In London I suffer from a three-pronged obsession: street names, station names, and the architectural remnants of Victorian London.

I think it has something to do with the ring of English in London, and the structure of the city. It marries a love of maps and dictionaries; a fixation that finds perfect expression in one of my favourite books, the London A–Z (an atlas of the city).

Whenever I feel self-conscious about this (let’s face it, some people will find it odd) I’m reminded of Bill Bryson writing in Notes from a Small Island:

… as ever amazed and quietly excited to find it peppered with districts, villages, sometimes small swallowed cities whose names, I would swear, had not been there the last time I looked – Dudden Hill, Plashet, Snaresbrook, Fulwell cross…

He is writing about the A–Z, and it gets better:

The A–Z really is quite the most absorbing tome. It scrupulously fixes and identifies every cricket ground and sewage works, every forgotten cemetery and wandering suburban close, and packs the densest names onto the tiniest, most obscure spaces.
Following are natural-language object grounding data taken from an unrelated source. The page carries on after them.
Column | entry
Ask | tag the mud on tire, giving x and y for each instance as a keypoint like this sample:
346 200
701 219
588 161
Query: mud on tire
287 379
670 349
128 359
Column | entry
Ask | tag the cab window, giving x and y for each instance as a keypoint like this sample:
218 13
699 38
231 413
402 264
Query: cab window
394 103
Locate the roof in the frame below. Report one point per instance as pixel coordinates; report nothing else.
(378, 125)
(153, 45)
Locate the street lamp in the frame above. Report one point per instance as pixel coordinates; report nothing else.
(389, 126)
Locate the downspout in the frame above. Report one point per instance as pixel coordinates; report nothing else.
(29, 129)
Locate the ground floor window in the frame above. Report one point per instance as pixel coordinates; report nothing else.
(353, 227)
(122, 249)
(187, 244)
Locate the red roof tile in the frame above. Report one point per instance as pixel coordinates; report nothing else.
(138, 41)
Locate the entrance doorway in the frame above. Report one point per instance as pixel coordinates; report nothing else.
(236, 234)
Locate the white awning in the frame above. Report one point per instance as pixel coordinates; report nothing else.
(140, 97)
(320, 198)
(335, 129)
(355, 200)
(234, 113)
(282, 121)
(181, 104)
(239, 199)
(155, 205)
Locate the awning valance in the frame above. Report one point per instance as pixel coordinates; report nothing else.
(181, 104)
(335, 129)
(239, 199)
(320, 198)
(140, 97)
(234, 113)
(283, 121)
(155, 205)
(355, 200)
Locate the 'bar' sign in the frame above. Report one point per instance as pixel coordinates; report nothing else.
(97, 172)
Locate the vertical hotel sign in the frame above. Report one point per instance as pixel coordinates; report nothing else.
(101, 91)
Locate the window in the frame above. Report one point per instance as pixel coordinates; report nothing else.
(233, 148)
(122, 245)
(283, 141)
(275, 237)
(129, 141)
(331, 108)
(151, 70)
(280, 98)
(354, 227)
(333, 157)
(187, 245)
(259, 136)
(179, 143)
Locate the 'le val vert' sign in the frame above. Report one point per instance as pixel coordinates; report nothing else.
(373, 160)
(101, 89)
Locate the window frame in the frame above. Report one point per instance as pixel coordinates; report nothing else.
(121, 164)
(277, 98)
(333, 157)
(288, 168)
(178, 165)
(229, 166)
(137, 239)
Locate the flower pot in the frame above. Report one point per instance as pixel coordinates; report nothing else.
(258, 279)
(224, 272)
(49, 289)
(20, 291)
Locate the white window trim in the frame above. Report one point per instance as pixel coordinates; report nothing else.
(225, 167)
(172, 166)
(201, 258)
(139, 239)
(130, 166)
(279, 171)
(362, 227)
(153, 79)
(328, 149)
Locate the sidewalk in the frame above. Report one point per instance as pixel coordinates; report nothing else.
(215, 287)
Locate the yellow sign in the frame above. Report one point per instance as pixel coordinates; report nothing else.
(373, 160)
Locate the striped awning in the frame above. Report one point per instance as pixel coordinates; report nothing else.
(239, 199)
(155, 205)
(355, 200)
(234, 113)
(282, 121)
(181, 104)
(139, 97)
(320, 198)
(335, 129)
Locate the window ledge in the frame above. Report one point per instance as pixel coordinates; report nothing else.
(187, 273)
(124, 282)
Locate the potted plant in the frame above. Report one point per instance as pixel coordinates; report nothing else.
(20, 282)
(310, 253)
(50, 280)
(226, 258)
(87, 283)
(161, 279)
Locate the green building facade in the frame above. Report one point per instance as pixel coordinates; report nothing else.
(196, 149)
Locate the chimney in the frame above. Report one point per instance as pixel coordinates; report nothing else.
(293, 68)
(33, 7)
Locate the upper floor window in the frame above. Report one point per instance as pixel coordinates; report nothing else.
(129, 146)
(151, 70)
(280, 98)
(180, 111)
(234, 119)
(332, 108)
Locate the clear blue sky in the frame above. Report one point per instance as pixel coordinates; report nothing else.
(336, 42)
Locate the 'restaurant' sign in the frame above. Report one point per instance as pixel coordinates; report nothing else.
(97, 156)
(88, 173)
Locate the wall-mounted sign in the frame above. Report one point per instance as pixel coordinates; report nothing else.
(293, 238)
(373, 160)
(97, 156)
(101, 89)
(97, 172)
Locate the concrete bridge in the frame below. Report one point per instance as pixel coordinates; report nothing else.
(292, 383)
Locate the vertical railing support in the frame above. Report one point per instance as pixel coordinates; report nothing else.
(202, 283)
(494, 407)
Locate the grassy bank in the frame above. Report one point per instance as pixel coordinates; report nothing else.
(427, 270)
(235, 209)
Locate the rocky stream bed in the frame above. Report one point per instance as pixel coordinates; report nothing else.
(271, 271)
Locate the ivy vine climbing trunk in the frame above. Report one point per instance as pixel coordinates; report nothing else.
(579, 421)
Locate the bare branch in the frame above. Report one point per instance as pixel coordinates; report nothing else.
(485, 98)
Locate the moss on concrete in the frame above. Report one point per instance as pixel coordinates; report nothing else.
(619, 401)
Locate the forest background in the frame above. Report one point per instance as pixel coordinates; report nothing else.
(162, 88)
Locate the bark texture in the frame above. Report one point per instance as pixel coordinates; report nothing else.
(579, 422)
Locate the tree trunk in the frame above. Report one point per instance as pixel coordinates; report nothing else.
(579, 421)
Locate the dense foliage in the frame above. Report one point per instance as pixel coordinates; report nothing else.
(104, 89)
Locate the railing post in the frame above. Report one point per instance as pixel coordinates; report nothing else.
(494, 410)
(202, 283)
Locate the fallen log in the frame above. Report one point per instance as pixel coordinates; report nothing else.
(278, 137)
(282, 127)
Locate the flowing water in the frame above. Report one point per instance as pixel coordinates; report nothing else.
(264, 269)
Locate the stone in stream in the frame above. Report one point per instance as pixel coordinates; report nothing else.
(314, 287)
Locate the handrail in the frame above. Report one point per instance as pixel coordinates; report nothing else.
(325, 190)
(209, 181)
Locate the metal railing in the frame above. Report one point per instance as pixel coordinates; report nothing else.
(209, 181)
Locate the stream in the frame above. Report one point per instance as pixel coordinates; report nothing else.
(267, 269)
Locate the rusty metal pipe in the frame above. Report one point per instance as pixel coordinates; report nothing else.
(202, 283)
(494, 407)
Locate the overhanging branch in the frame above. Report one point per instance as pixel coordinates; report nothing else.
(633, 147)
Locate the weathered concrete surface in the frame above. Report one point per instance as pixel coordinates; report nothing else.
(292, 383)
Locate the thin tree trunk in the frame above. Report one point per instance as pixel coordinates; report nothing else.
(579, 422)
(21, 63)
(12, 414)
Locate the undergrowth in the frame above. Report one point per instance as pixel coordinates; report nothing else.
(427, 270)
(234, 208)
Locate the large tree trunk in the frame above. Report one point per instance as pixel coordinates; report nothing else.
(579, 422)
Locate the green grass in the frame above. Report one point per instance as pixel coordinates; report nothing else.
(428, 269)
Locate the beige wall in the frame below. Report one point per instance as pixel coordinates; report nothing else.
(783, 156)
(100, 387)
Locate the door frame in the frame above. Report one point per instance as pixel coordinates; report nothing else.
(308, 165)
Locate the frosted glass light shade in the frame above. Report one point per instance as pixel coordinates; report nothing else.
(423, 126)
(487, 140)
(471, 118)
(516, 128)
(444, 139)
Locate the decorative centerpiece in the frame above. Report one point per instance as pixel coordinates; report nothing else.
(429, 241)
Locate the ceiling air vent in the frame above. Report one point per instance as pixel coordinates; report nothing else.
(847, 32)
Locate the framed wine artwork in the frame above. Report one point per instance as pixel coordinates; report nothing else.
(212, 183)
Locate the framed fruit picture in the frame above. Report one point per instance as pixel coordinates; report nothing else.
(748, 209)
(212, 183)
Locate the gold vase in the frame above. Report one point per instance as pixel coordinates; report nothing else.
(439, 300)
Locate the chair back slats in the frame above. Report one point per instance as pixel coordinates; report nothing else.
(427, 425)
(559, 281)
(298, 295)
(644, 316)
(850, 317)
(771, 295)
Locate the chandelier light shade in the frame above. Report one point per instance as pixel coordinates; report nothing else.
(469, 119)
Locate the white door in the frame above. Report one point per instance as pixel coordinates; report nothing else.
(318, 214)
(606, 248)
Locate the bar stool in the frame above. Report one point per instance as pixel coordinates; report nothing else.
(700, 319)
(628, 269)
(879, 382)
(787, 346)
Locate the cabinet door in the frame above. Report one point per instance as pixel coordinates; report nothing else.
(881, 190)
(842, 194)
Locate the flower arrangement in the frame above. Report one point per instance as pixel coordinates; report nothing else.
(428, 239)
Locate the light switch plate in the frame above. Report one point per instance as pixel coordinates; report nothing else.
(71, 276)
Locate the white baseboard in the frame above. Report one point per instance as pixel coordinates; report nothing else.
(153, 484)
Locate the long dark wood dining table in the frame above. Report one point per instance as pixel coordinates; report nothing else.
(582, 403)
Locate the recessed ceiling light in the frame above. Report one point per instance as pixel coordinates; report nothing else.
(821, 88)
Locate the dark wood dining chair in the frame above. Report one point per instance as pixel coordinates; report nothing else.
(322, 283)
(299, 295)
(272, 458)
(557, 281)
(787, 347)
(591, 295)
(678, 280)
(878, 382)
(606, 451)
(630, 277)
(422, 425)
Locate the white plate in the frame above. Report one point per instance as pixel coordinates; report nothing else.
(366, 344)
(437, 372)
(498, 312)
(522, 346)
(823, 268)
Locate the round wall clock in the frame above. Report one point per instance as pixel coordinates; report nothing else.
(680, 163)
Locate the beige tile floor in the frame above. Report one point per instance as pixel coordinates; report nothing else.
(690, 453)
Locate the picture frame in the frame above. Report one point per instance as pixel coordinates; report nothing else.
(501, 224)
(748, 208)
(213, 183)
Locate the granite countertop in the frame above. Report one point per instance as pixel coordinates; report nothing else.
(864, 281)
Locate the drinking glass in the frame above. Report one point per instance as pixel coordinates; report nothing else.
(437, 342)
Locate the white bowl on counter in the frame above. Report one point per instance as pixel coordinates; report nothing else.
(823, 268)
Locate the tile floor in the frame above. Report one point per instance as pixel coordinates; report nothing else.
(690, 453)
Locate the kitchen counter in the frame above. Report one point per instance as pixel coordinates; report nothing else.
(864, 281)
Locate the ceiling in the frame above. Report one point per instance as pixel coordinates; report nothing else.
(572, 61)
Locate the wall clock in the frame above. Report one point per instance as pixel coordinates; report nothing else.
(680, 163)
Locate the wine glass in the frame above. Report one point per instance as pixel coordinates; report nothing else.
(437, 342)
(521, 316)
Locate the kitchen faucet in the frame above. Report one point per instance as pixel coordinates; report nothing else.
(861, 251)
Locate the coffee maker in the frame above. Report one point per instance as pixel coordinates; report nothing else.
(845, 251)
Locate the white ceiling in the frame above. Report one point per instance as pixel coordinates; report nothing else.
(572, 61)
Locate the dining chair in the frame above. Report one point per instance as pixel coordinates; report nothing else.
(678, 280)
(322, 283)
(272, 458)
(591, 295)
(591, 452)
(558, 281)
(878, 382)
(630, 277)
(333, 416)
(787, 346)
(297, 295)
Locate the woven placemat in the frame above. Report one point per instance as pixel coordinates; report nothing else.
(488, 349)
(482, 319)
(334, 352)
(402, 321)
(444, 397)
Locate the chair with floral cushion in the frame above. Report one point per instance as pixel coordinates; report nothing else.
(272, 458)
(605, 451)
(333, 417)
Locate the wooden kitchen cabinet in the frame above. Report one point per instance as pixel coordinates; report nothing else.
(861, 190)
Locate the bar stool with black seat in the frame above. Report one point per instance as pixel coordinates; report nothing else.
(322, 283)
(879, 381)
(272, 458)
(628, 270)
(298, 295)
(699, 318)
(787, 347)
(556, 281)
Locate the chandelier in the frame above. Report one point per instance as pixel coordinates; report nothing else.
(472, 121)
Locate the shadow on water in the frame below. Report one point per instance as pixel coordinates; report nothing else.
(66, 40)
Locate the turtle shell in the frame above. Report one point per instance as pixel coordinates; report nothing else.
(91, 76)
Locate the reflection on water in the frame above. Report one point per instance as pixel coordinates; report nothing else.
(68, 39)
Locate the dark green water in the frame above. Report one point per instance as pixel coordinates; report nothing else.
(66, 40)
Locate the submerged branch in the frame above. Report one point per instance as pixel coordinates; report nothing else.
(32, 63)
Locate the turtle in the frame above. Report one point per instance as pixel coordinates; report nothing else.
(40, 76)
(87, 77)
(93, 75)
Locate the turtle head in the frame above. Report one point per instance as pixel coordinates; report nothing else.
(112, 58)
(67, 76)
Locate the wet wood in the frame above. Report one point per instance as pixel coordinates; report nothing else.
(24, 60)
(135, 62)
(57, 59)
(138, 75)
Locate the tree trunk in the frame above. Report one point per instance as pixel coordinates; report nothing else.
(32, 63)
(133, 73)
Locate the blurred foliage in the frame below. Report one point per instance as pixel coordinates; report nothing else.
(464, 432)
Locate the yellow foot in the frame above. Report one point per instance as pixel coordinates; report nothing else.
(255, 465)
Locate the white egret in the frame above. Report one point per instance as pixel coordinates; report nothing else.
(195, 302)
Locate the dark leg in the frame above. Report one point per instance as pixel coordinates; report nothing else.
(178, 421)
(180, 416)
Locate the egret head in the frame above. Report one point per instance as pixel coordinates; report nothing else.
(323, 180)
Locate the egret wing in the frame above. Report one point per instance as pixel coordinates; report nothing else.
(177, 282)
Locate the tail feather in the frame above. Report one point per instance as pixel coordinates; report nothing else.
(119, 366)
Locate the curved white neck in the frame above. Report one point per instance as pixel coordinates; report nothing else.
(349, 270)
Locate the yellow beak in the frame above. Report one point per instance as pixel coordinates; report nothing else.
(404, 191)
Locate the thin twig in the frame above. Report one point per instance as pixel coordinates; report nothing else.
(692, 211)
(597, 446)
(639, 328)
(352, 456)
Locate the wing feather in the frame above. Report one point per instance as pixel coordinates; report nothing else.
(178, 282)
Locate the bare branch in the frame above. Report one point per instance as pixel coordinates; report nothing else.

I flipped to the index and, for want of anything better to do, lost myself there.

Now, lying on the couch and flipping through the A–Z, it doesn’t feel strange at all.

That’s what I’ll be doing – at times – during my last nine days in London.

And I’m grateful to be able to.

Looking at London

I invest a significant amount of time just looking at London.

It is a hobby that gives me great pleasure; meditating on seams where young and old buildings join up, gothic Victorian ironwork, new bricks added in ancient walls.

There is evidence of working and reworking spanning centuries.

There are many who share this passion, studies of Flickr photos regularly place London at the top of the list of the world’s most photographed cities.

To fully appreciate London, and England in general, you have to know what it is that you are looking at.

For example, a deteriorating building occupied by squatters today inspired Charles Dickens more than a century ago to use it as a setting in Oliver Twist, an unassuming park the place where Virginia Woolf regularly took walks and a painfully bumpy bridle path (if you’re on a mountain bike) in the country the remains of a major Roman road.

It is a place where big history speaks in modest tones.